Contoh Soal IPA Bimetal dan Penerapannya dalam Kehidupan Sehari-hari

Pernahkah Anda memperhatikan setrika listrik di rumah? Saat sedang menyetrika, tiba-tiba lampu indikatornya mati sendiri, lalu beberapa menit kemudian menyala lagi secara otomatis. Fenomena ini bukan karena kerusakan alat, melainkan karena peran sebuah komponen kecil namun sangat cerdas yang disebut Bimetal.

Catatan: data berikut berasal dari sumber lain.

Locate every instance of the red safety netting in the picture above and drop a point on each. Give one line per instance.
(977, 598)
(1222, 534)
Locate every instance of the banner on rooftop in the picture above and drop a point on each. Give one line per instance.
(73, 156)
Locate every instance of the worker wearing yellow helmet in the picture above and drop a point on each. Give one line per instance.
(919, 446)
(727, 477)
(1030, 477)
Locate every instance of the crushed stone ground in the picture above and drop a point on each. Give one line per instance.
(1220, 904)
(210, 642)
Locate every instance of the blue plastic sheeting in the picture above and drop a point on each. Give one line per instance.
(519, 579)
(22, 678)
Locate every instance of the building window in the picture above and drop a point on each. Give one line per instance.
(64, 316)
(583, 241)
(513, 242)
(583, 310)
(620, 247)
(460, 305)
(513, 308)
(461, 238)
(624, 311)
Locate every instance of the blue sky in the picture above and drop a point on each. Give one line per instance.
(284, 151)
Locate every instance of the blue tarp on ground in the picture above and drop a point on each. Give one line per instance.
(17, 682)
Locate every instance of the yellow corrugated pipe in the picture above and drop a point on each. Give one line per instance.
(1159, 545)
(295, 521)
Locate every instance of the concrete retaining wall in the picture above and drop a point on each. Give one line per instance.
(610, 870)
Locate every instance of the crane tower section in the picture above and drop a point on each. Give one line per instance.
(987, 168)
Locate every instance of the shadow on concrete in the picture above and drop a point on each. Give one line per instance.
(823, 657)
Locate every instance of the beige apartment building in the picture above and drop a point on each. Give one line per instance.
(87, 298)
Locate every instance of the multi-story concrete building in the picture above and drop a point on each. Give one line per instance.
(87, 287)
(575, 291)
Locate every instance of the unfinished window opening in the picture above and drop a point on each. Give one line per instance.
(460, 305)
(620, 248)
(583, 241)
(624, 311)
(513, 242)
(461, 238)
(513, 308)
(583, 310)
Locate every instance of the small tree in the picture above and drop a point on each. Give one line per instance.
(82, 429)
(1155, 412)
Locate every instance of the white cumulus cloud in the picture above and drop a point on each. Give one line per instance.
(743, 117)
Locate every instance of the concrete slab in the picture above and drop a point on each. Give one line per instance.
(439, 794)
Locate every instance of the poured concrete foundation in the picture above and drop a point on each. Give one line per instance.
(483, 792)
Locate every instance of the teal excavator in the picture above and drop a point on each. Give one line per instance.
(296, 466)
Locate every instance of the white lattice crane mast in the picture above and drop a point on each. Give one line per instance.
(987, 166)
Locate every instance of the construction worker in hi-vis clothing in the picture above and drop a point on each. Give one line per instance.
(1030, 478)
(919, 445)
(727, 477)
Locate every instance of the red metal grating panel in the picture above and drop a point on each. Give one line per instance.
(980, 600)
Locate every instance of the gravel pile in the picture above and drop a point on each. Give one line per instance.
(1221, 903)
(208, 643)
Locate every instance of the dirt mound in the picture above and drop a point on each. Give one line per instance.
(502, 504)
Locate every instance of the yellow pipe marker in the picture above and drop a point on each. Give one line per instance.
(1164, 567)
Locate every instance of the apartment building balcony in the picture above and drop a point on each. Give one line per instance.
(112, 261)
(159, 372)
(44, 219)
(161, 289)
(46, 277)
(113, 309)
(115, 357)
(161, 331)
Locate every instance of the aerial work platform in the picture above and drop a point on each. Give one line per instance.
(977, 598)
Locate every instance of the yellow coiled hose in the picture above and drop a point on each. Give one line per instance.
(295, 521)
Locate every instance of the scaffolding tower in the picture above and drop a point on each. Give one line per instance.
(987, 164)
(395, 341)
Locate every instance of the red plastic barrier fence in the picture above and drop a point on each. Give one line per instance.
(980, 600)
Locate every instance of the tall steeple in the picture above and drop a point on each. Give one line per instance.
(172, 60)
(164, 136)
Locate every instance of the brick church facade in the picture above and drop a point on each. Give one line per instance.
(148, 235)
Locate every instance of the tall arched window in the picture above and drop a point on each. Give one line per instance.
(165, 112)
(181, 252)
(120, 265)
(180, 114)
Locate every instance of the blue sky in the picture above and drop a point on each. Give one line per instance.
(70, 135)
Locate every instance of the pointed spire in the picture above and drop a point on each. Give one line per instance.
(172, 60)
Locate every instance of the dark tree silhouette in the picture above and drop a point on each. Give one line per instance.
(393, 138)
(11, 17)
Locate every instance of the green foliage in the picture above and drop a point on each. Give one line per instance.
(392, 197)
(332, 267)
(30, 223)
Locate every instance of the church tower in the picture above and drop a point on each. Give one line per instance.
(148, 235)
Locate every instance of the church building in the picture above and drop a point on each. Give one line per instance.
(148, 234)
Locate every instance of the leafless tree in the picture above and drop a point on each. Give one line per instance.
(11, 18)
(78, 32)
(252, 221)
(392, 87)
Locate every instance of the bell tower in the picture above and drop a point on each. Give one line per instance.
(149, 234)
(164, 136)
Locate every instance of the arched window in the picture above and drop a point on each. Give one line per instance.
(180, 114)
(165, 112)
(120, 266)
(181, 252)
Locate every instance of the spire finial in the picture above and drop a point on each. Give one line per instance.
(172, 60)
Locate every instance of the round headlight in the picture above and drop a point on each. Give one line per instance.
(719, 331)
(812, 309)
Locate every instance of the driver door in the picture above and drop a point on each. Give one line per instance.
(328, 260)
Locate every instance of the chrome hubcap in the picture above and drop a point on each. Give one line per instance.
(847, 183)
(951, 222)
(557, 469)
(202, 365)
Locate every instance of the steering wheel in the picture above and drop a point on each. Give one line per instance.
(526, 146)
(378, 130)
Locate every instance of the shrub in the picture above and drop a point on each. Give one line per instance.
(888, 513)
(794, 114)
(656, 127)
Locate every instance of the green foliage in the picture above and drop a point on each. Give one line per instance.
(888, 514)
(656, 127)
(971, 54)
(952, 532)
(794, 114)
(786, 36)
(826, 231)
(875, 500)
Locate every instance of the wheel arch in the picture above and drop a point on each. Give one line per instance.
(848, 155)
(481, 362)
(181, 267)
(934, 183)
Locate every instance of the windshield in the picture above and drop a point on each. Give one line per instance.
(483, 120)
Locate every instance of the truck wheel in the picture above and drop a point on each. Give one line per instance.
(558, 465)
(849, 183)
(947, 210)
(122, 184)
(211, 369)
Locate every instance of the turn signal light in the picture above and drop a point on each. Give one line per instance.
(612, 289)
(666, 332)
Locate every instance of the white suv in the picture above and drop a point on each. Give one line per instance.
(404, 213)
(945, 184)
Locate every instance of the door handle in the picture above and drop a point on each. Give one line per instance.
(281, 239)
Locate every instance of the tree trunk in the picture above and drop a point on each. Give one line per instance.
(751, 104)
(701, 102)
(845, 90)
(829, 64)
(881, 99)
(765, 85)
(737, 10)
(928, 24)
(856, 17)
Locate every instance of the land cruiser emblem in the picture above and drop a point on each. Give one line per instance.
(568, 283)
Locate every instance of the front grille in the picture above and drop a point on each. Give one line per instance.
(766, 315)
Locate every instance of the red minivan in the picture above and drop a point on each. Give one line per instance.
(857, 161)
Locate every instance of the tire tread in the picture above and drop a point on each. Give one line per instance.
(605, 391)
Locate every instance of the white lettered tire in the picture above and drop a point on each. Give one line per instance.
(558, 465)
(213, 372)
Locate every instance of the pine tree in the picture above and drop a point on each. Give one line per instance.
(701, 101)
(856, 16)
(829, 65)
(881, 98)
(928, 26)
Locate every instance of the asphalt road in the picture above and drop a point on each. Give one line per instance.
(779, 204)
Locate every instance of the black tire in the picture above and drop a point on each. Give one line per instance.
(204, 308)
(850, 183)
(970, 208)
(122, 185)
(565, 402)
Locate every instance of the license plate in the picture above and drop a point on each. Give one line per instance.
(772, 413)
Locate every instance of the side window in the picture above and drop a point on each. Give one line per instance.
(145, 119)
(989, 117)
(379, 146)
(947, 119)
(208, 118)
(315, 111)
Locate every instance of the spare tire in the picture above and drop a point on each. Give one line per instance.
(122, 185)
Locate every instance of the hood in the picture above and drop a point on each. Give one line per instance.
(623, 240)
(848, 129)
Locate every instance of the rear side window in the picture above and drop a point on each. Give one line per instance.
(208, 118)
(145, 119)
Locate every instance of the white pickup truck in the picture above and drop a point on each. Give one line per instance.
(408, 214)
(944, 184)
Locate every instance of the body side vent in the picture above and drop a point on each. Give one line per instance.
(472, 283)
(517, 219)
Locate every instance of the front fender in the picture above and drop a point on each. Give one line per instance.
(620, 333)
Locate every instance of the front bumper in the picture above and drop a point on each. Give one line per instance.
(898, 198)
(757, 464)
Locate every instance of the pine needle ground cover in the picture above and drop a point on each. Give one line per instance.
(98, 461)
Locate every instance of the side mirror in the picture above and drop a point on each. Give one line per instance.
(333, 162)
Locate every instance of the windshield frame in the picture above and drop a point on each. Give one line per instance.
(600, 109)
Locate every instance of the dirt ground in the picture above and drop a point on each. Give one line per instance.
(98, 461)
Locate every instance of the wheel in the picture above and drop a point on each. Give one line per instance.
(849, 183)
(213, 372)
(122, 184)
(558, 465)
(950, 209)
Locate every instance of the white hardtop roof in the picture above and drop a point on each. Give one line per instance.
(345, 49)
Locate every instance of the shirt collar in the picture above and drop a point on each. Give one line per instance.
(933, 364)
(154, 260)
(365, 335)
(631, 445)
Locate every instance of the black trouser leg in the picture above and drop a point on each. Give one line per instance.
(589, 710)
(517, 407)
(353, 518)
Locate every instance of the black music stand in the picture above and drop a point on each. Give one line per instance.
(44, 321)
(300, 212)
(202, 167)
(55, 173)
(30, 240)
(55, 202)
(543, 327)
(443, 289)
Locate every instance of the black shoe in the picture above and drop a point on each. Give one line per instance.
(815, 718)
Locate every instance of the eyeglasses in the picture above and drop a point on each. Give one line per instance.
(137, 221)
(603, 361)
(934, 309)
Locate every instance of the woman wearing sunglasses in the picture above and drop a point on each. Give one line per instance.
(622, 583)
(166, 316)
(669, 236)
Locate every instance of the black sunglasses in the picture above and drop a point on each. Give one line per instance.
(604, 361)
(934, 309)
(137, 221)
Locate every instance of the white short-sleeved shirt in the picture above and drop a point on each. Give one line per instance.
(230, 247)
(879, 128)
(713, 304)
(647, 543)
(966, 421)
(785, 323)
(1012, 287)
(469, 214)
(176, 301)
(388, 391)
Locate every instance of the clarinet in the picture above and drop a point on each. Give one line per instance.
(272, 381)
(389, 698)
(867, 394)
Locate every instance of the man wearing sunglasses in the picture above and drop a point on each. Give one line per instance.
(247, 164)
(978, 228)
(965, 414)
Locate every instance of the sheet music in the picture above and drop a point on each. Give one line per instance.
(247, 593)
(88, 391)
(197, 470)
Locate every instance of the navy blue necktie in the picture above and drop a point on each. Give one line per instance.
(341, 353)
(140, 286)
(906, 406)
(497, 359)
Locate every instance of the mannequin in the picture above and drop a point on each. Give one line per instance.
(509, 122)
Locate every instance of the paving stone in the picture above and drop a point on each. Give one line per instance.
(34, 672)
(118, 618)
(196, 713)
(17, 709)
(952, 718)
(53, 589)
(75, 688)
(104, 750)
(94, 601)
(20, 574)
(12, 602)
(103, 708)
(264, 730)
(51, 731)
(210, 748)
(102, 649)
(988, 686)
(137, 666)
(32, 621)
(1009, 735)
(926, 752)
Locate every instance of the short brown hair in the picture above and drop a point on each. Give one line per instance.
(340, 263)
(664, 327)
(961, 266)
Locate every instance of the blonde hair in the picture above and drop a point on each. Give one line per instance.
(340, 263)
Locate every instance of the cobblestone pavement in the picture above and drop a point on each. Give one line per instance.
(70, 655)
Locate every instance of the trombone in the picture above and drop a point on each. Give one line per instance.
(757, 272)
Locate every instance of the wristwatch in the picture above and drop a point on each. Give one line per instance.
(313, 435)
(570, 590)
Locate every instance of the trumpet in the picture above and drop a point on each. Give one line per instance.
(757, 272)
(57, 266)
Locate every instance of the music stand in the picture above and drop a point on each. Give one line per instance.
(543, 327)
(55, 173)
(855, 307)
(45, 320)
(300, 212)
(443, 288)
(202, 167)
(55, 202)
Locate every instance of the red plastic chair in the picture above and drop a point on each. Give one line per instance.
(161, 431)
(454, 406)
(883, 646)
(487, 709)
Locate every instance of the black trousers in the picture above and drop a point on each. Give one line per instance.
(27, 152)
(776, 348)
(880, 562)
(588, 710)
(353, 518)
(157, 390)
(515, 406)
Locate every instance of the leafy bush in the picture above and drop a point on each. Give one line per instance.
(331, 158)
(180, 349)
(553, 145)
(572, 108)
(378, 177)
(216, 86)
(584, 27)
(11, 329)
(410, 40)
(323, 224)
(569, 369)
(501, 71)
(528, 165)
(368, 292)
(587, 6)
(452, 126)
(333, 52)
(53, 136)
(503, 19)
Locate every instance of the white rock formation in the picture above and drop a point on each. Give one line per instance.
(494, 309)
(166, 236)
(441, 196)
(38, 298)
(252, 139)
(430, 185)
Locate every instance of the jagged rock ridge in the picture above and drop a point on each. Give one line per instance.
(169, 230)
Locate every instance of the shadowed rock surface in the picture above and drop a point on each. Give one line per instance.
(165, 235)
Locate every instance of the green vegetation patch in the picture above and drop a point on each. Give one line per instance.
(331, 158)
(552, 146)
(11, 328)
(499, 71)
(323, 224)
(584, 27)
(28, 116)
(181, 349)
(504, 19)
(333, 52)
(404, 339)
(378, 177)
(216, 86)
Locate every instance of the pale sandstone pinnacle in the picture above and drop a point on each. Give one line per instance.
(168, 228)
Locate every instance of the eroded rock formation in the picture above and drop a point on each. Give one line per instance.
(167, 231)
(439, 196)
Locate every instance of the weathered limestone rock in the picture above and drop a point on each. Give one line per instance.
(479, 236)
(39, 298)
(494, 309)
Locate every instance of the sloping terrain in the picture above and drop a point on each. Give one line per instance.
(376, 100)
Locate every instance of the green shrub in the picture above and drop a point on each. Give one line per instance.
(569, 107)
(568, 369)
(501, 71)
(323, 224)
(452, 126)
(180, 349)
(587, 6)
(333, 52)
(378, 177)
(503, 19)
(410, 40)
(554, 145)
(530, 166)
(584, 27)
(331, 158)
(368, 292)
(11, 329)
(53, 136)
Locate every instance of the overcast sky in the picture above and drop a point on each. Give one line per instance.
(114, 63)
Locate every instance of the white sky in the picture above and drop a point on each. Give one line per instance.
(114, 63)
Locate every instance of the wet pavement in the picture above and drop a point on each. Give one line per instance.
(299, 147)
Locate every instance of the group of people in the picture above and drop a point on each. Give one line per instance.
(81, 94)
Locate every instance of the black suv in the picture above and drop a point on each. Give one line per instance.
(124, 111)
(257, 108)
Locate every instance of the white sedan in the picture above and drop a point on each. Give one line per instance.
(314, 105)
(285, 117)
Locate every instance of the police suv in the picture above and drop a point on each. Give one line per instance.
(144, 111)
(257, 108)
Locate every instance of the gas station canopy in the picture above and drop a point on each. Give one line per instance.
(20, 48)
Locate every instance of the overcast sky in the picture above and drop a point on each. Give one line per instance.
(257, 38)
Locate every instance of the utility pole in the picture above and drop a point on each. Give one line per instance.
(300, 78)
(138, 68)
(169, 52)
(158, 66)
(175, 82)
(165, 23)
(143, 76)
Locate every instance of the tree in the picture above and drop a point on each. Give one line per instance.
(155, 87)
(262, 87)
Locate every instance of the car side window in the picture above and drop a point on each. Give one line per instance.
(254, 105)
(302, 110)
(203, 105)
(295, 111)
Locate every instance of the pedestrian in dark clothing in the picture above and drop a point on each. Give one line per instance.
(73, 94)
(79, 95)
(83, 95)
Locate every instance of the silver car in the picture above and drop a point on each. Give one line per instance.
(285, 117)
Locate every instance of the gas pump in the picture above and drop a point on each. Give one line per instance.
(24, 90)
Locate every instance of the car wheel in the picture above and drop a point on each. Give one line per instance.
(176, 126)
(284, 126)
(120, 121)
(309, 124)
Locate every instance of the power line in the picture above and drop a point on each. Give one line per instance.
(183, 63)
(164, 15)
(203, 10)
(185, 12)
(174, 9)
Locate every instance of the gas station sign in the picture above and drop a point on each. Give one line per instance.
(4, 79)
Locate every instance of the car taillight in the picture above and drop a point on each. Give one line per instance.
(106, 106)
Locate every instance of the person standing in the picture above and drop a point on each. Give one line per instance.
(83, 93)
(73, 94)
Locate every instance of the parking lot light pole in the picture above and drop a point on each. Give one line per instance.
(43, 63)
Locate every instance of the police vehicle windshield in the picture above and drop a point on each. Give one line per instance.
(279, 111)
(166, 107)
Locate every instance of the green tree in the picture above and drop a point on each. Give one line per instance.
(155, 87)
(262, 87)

Baca juga:Kumpulan Contoh Soal Bacaan Bahasa Indonesia dan Cara Menjawabnya dengan Mudah

Dalam pelajaran IPA (Ilmu Pengetahuan Alam), bimetal merupakan salah satu topik yang sangat menarik karena kita bisa melihat langsung aplikasinya dalam berbagai peralatan rumah tangga. Memahami bimetal tidaklah sulit selama kita memegang kunci logikanya. Artikel ini akan mengajak Anda menyelami dunia bimetal, memahami cara penyelesaian soal-soalnya, hingga melihat perannya yang luar biasa dalam kehidupan kita.

Apa Itu Sebenarnya Bimetal?

Secara bahasa, bimetal berasal dari dua kata: Bi yang berarti dua, dan Metal yang berarti logam. Jadi, bimetal adalah dua keping logam yang berbeda jenisnya (memiliki karakteristik pemuaian yang berbeda), namun direkatkan atau dikeling menjadi satu kesatuan yang erat.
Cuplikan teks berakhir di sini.